When their sons played baseball for East Gaston, Pope asked Coach Darrell Van Dyke if he needed an announcer. “I did the announcing, and my wife did the scoreboard. We did it for 20 years,” he says.
Away from sports, Pope has served as chairman of deacons, chairman of the personnel and policies committee, on the audio-visual team and on the mission board at Grace Baptist Church. He’s participated in mission trips to Kentucky, New Jersey, Alaska, West Virginia, South Carolina and Haiti, where his team helped support building an orphanage after an earthquake. A Grace Baptist connection led to his church helping a pastor in Haiti attend Bible school at Fruitland Baptist Bible College in Hendersonville.
Pope lists a lifelong support group of area coaches, Hall of Fame members and friends.

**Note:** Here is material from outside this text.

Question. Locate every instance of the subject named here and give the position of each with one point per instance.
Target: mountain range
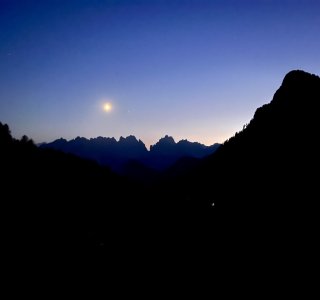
(128, 153)
(254, 201)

So, what does he count as his greatest accomplishment?
“I would have to say, besides being a Christian and having God guide me through my life, it’s marrying my wife, Sheila. Because you can say that God chooses your spouse, and He chose her for me,” he says. “She’s my right arm. And my left arm. Her nursing skills are why I’m still here.” His heart episode two years back was first diagnosed at home, by Sheila. “I didn’t have a heart attack,” he says. “I had the cords break from my heart valve and instead of it beating normal, it was like it was sucking air. The cords just snapped.

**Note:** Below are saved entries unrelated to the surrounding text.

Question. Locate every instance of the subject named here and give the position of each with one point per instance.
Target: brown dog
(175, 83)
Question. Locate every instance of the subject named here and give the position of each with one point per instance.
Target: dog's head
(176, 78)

“My other greatest accomplishment would be my two sons, Jeremy and Justin, whom I am extremely proud of. I have two fine boys who have never given me an ounce of trouble.”
His transition from sports and work means more time, now, for church. And missions. Like that trip to Alaska, to build cabins for the Wounded Warrior program run by Samaritan’s Purse. Or the trip to New Jersey, with N.C. Baptist Men, to feed people after Hurricane Sandy.
So many things. So much to do.
He reflects on all that, sometimes. Like this Monday in July, when it’s quiet in the house, with a sleeping child.
But after an hour or so, the quiet ends, and Pope is a coach, of sorts, again.
Ansley is awake. And she wants to play with her ball.